Of course, as with many a Soderbergh film, Black Bag is exceedingly cool. Composer David Holmes, who provided the slick music for the director’s Out of Sight (1998) and Ocean’s trilogy, among others, lends his talents to the hip, propulsive sound. Visually, Soderbergh employs the hazy, modern look of his twistiest thrillers, Haywire (2011) and Side Effects (2013), hinting at the narrative’s fog of misdirection and intrigue. As ever, Soderbergh serves as cinematographer and editor under his usual pseudonyms, constructing immersive sequences from the opening oner inside a London discotheque to a breathless sequence where George and Clarissa attempt to hijack a satellite during the three-minute transfer window between linkups. The production design remains as precise and ordered as the film’s aesthetic and narrative structure, giving way to a unity between form and function. Moreover, Fassbender is ideally suited for his role, having also appeared in Haywire as a short-lived assassin. Blanchett, too, is no stranger to the director after their fascinating experiment on The Good German (2006). The rest of the cast are newcomers to his oeuvre.

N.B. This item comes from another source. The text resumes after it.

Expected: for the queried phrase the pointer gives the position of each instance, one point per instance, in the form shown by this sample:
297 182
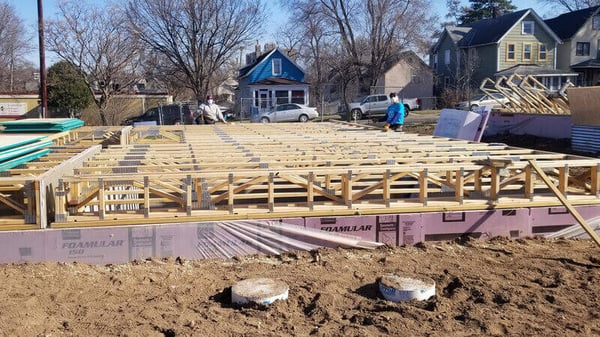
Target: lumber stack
41 125
16 150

If the film’s sleek, machinelike proficiencies suggest Black Bag could feel impersonal, then its characters’ curiously endearing relationships and distinct personalities imbue the material with humanity—particularly between George and Kathryn, but also wherever Clarissa directs her energy (Abela, star of last year’s Amy Winehouse biopic Back to Black, is once again terrific). Soderbergh’s customary questioning of authority and abuses of power also resonate, with an excellent Pierce Brosnan appearing as an administrator behind a red nose, good suit, and persistent scowl, his motivations labyrinthine. By the final frames, it’s clear this director-screenwriter duo aimed for more than an absorbing thriller—though it plays that way for much of its lean runtime. Black Bag delivers a spy yarn executed to perfection, with a twisting plot, endearing and complex characters played by a talented cast, and sharp filmmaking—all remarkably satisfying for the skill and intelligence of its construction.